CHAPTER IVON THE INTERNAL FORM AND STRUCTURE OF THE CELL

In the early days of the cell-theory, more than seventy years ago, Goodsir was wont to speak of cells as “centres of growth” or “centres of nutrition,” and to consider them as essentially “centres of force.” He looked forward to a time when the forces connected with the cell should be particularly investigated: when, that is to say, minute anatomy should be studied in its dynamical aspect. “When this branch of enquiry,” he says “shall have been opened up, we shall expect to have a science of organic forces, having direct relation to anatomy, the science of organic forms[198].” And likewise, long afterwards, Giard contemplated a science of morphodynamique,—but still looked upon it as forming so guarded and hidden a “territoire scientifique, que la plupart des naturalistes de nos jours ne le verront que comme Moïse vit la terre promise, seulement de loin et sans pouvoir y entrer[199].”

To the external forms of cells, and to the forces which produce and modify these forms, we shall pay attention in a later chapter. But there are forms and con­fi­gur­a­tions of matter within the cell, which also deserve to be studied with due regard to the forces, known or unknown, of whose resultant they are the visible expression.

In the long interval since Goodsir’s day, the visible structure, the conformation and configuration, of the cell, has been studied far more abundantly than the purely dynamic problems that are associated therewith. The overwhelming progress of microscopic observation has multiplied our knowledge of cellular and intracellular structure; and to the multitude of visible structures it {157} has been often easier to attribute virtues than to ascribe intelligible functions or modes of action. But here and there nevertheless, throughout the whole literature of the subject, we find recognition of the inevitable fact that dynamical problems lie behind the morphological problems of the cell.

Bütschli pointed out forty years ago, with emphatic clearness, the failure of morphological methods, and the need for physical methods, if we were to penetrate deeper into the essential nature of the cell[200]. And such men as Loeb and Whitman, Driesch and Roux, and not a few besides, have pursued the same train of thought and similar methods of enquiry.

Whitman[201], for instance, puts the case in a nutshell when, in speaking of the so-called “caryokinetic” phenomena of nuclear division, he reminds us that the leading idea in the term “caryokinesis” is motion,—“motion viewed as an exponent of forces residing in, or acting upon, the nucleus. It regards the nucleus as a seat of energy, which displays itself in phenomena of motion[202].”

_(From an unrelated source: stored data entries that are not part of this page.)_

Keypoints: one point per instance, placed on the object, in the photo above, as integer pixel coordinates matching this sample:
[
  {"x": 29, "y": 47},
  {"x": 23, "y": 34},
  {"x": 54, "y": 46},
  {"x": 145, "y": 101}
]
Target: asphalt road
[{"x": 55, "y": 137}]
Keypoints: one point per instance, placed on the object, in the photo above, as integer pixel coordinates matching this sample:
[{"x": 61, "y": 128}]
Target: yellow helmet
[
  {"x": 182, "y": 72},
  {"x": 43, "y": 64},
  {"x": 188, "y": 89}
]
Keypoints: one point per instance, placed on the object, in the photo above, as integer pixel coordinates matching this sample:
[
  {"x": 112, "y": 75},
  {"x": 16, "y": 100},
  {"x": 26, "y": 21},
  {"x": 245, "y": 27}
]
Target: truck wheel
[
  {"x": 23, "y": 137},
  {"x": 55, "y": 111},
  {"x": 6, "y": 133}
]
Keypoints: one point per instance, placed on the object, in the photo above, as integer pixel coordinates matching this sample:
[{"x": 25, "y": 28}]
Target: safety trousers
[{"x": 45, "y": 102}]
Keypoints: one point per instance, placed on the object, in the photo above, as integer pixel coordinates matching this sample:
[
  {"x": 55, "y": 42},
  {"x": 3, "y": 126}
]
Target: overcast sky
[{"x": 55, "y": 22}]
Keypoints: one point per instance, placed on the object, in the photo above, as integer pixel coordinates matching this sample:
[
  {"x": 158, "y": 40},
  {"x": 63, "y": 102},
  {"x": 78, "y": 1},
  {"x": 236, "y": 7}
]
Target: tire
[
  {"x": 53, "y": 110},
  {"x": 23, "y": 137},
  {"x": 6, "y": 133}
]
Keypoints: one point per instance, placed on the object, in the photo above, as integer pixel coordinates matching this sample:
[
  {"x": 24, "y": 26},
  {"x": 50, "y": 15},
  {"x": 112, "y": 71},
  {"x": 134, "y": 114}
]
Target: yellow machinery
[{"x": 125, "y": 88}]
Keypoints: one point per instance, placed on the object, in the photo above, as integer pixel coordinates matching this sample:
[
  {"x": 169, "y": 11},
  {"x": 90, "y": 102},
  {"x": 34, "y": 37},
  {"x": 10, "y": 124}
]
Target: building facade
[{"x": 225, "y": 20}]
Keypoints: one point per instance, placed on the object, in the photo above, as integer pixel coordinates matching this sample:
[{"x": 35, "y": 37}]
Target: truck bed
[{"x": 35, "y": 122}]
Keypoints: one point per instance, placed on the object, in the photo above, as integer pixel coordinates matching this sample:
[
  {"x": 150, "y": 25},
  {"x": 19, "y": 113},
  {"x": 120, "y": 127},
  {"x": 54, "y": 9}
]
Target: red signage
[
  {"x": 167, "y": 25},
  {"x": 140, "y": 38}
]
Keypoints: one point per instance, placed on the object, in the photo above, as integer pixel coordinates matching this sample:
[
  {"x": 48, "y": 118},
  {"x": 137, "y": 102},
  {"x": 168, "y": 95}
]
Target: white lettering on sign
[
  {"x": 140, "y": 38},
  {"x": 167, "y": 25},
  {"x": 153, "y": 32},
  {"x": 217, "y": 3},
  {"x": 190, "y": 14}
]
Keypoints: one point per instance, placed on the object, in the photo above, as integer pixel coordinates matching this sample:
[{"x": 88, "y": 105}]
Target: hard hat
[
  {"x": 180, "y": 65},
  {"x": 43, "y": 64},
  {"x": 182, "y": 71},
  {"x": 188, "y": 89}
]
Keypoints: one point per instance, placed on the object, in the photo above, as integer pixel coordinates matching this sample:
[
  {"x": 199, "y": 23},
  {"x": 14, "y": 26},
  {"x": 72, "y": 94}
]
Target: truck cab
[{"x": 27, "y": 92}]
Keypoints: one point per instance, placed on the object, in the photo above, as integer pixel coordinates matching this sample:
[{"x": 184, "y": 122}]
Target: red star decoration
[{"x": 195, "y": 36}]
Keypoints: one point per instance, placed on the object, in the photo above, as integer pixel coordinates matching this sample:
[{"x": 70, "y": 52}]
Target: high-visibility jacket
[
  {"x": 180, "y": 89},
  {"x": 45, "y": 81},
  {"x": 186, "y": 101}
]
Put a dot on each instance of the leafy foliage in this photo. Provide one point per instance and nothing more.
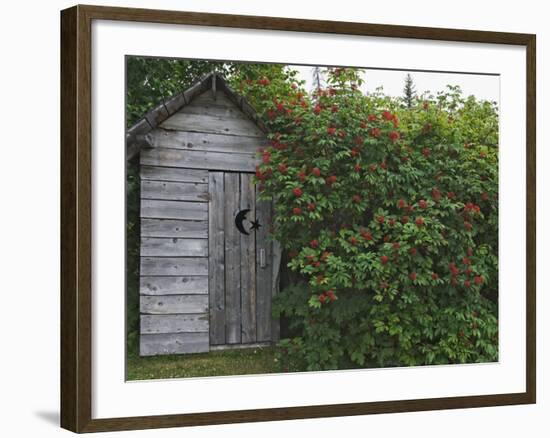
(389, 217)
(150, 80)
(388, 214)
(409, 92)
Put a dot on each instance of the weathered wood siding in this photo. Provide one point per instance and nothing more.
(201, 280)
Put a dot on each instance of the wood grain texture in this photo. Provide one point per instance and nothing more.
(206, 105)
(170, 304)
(173, 343)
(174, 266)
(212, 125)
(216, 261)
(155, 209)
(248, 262)
(173, 247)
(174, 228)
(174, 191)
(183, 323)
(199, 141)
(263, 274)
(76, 303)
(232, 260)
(199, 159)
(171, 173)
(175, 285)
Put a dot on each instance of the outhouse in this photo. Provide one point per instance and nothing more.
(208, 268)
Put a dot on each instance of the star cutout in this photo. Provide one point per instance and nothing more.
(255, 225)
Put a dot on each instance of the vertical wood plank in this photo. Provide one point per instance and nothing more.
(263, 272)
(232, 261)
(248, 262)
(216, 254)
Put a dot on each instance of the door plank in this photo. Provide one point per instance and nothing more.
(263, 274)
(232, 261)
(248, 262)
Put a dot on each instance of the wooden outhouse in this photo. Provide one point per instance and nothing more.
(208, 269)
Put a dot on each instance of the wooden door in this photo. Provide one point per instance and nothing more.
(240, 261)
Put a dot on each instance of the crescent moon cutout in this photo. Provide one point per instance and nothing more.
(241, 216)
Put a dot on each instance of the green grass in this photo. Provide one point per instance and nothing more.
(216, 363)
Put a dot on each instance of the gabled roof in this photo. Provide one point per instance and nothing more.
(137, 136)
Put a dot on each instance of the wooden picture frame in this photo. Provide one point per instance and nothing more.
(76, 218)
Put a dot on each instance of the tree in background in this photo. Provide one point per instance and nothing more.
(151, 80)
(387, 213)
(409, 92)
(389, 219)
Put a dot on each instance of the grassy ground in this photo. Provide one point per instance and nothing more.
(216, 363)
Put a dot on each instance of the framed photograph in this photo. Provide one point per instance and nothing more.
(268, 219)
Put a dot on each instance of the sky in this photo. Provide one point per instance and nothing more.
(483, 87)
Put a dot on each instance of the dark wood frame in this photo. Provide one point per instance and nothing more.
(76, 243)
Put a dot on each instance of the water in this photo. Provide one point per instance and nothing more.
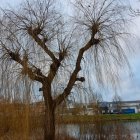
(103, 131)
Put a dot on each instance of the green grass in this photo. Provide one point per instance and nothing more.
(94, 118)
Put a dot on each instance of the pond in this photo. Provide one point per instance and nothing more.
(102, 131)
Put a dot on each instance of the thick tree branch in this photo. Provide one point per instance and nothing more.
(34, 34)
(32, 74)
(73, 77)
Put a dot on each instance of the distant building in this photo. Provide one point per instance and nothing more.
(124, 107)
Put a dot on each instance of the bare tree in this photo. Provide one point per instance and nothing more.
(117, 101)
(36, 41)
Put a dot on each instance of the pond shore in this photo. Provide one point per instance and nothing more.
(95, 118)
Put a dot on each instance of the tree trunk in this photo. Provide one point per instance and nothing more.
(49, 124)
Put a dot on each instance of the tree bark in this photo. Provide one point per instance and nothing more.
(49, 124)
(49, 120)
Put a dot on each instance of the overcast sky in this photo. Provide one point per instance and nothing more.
(130, 86)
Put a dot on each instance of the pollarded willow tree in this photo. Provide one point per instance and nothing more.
(55, 51)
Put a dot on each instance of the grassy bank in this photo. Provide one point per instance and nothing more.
(93, 118)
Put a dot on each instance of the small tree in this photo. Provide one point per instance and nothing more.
(117, 101)
(53, 53)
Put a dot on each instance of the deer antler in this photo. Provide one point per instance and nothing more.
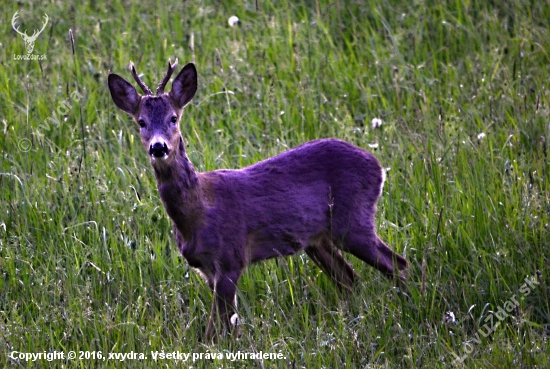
(162, 84)
(13, 19)
(36, 33)
(143, 86)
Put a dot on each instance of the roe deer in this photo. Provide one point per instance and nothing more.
(319, 197)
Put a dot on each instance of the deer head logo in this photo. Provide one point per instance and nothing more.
(29, 40)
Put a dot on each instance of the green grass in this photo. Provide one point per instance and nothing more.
(87, 258)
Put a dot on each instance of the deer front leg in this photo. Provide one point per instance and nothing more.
(224, 305)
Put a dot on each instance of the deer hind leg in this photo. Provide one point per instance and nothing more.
(224, 306)
(323, 253)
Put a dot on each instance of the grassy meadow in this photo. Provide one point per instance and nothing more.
(87, 257)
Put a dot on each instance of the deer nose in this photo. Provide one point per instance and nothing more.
(158, 149)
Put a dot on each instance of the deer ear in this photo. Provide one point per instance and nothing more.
(124, 94)
(184, 86)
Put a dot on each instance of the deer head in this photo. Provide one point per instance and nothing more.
(157, 115)
(29, 40)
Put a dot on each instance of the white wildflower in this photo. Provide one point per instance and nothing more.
(449, 318)
(233, 21)
(376, 122)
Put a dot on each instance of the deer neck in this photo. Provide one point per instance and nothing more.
(179, 188)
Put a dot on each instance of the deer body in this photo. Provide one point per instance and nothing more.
(319, 197)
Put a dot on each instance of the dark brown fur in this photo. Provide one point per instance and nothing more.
(319, 197)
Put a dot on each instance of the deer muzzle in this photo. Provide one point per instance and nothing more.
(158, 150)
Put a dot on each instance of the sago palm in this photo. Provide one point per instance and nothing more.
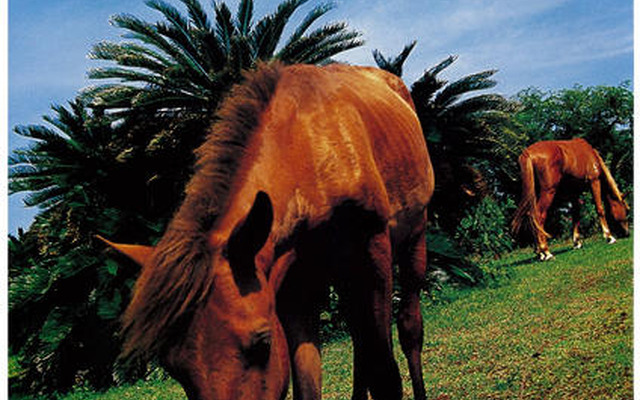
(67, 160)
(189, 60)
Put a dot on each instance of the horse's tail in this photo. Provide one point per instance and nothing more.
(609, 179)
(527, 207)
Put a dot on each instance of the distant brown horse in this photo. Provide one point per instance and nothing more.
(577, 165)
(311, 177)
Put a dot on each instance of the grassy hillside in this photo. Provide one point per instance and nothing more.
(555, 330)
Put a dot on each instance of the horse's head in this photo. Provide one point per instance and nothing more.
(232, 346)
(618, 209)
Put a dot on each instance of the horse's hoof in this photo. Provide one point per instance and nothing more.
(546, 256)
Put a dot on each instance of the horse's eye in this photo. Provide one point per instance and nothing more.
(257, 354)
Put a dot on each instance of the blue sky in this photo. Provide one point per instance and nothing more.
(549, 44)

In short it would seem evident that, except in relation to a dynamical in­ves­ti­ga­tion, the mere study of cell structure has but little value of its own. That a given cell, an ovum for instance, contains this or that visible substance or structure, germinal vesicle or germinal spot, chromatin or achromatin, chromosomes or centrosomes, obviously gives no explanation of the activities of the cell. And in all such hypotheses as that of “pangenesis,” in all the theories which attribute specific properties to micellae, {158} idioplasts, ids, or other constituent particles of protoplasm or of the cell, we are apt to fall into the error of attributing to matter what is due to energy and is manifested in force: or, more strictly speaking, of attributing to material particles individually what is due to the energy of their collocation.

The tendency is a very natural one, as knowledge of structure increases, to ascribe particular virtues to the material structures themselves, and the error is one into which the disciple is likely to fall, but of which we need not suspect the master-mind. The dynamical aspect of the case was in all probability kept well in view by those who, like Goodsir himself, first attacked the problem of the cell and originated our conceptions of its nature and functions.